The photometry of a galaxy is the integrated energy of its emitted light. It summarizes the full spectrum as magnitudes measured in different bands. As the spectrum of distant galaxies is redshifted, their band magnitudes vary. Therefore, galaxy photometry is a common technique used for estimating the redshift.
There exist two classes of methods for estimating photometric redshift (photo-$z$): template fitting and machine learning. Template-fitting methods try to match observations with magnitudes derived from differently redshifted spectrum templates. Machine-learning (ML) methods resolve a regression problem and estimate the redshift of the galaxies in question bsaed on the training samples.
Recent studies of photo-$z$ using ML claimed to reach very high precision. However, it is also well known that the prediction result from ML would be biased if the feature distributions of the training set and the testing set are very different. This is the case of photo-$z$ since we train on a spectrum-confirmed sample and test on the whole photometric sample and their color distributions differ a lot.
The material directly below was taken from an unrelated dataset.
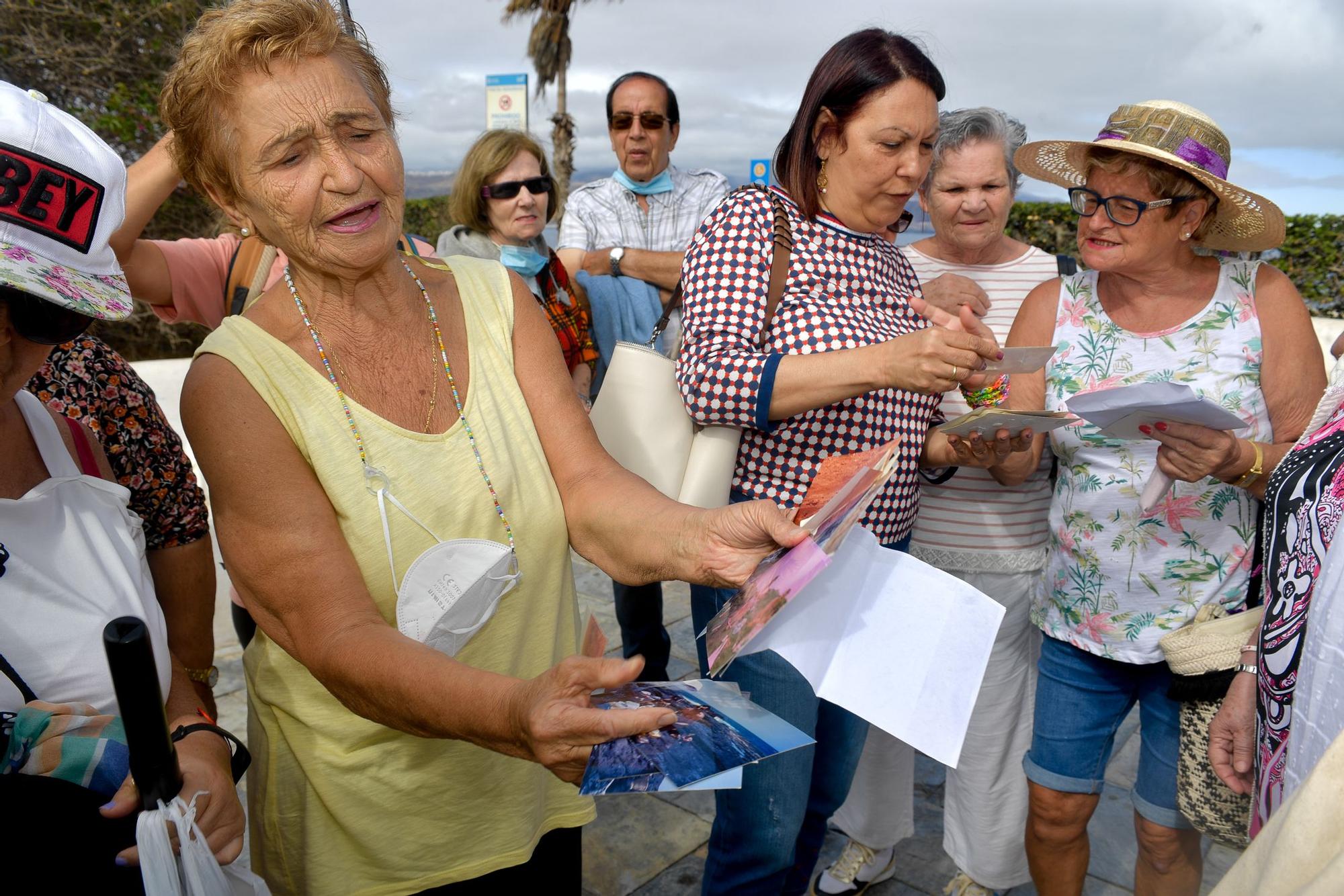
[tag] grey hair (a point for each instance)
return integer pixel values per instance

In our study, we showed that the real uncertainty of photo-$z$ using ML is much larger than what is usually believed. We quantified this difference and suggested that if a survey can measure more spectra of faint galaxies, the photo-$z$ estimation could be largely improved.
We also examined how magnitude errors affect photo-$z$. We found that these errors introduced some impacts and could not be fully corrected by introducing weights. Thus, the magnitude measurement uncertainty was a source of photo-$z$ errors that ML methods should not ignore.